Private Placement Life Insurance
In the following article, a brief discussion regarding private placement life insurance is provided. To know more about life insurance, of such a nature, read on.

About Variable Universal Life Insurance
Firstly, it is essential to know more about variable universal life insurance. A variable universal life insurance policy, often shortened to VUL, is exactly like a mutual fund. That is the premium paid by the insured person, is invested into various investment destinations by financial experts to obtain maximum rates of return. The word universal signifies that the investment can be anything under the sun, right from gold markets and mines to oil wells. Secondly, the word variable holds a greater significance. In case of any standard and normal policy, the insurance coverage, premium and periodic returns are fixed and disciplined by a legally bonding document. However, in case of variable universal life insurance, the monthly and yearly payments can be quite flexible, with the company demanding a maximum and minimum coverage. The coverage and the periodic returns on the other hand depends, and is calculated, on the basis of cash value that has accumulated in the policies account. This policy is a whole life insurance policy with the coverage extending for a lifetime. Apart from that, the death benefit that is given to the family is also in proportion to the cash value. In some cases, the death benefit and returns also depend on the performance of the cash value.

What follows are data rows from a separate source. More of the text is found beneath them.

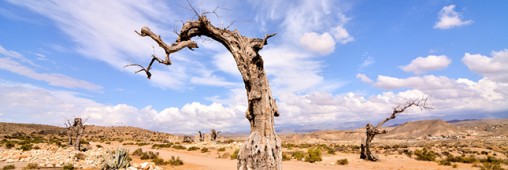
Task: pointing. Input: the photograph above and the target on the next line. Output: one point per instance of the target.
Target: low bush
(175, 161)
(193, 148)
(8, 167)
(298, 155)
(235, 154)
(203, 150)
(179, 147)
(425, 155)
(313, 155)
(342, 161)
(68, 167)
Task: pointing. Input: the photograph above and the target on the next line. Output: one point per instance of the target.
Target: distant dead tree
(214, 134)
(201, 136)
(262, 149)
(372, 131)
(76, 129)
(188, 139)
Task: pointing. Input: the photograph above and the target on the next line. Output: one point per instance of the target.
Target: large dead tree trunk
(262, 149)
(371, 131)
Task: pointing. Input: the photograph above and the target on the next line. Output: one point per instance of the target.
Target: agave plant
(116, 160)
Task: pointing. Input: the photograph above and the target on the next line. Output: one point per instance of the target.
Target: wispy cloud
(449, 18)
(429, 63)
(9, 62)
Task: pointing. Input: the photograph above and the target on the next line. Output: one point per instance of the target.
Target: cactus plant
(116, 160)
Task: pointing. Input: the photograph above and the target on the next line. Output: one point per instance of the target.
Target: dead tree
(201, 136)
(214, 134)
(75, 129)
(262, 149)
(372, 131)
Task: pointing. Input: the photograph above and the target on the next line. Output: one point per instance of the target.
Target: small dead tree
(76, 129)
(214, 134)
(372, 131)
(201, 136)
(262, 149)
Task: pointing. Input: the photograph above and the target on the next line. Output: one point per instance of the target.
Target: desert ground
(429, 144)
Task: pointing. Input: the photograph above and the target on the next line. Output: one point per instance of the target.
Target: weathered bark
(214, 134)
(371, 131)
(262, 148)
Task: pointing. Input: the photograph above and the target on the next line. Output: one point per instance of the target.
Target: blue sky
(332, 65)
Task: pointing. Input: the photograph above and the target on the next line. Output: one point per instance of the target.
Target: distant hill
(424, 128)
(91, 131)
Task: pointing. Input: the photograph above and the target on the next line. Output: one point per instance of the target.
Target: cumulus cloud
(449, 18)
(322, 44)
(429, 63)
(495, 67)
(363, 78)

What is Private Placement Life Insurance
The definition of this insurance is exactly like variable universal insurance, the only difference being that the private placement insurance, is the nobility of life insurance policies. These policies usually, have no formal securities' registration and are granted to customers who provide massive annual or one time premium, and in return have unimaginable death benefit plus huge return rate, making it almost a quasi-investment fund. This is basically a custom-made policy of the variable universal life insurance policies. The agreement of the policy is often independently drafted out, hence the coverage, premium, returns and other such features are decided within the company and the insured client. In several cases such insurance coverage run over a couple of million dollars. The potential of this policy is such that it is often made to be an offshore investment, leading to two types of private placement policies, namely, offshore and domestic. The offshore ones are often connoted to be more profitable by the virtue of rate of returns. However, there is a bit of debate with regards to statutory implications and even the profitability of the same.
These policies nowadays are being eyed quite uneasily by certain governments due to the fact that they can be used for tax evasion, and also to hide out untraceable accounts. The private placement insurance, however, today remains a policy of the rich and famous.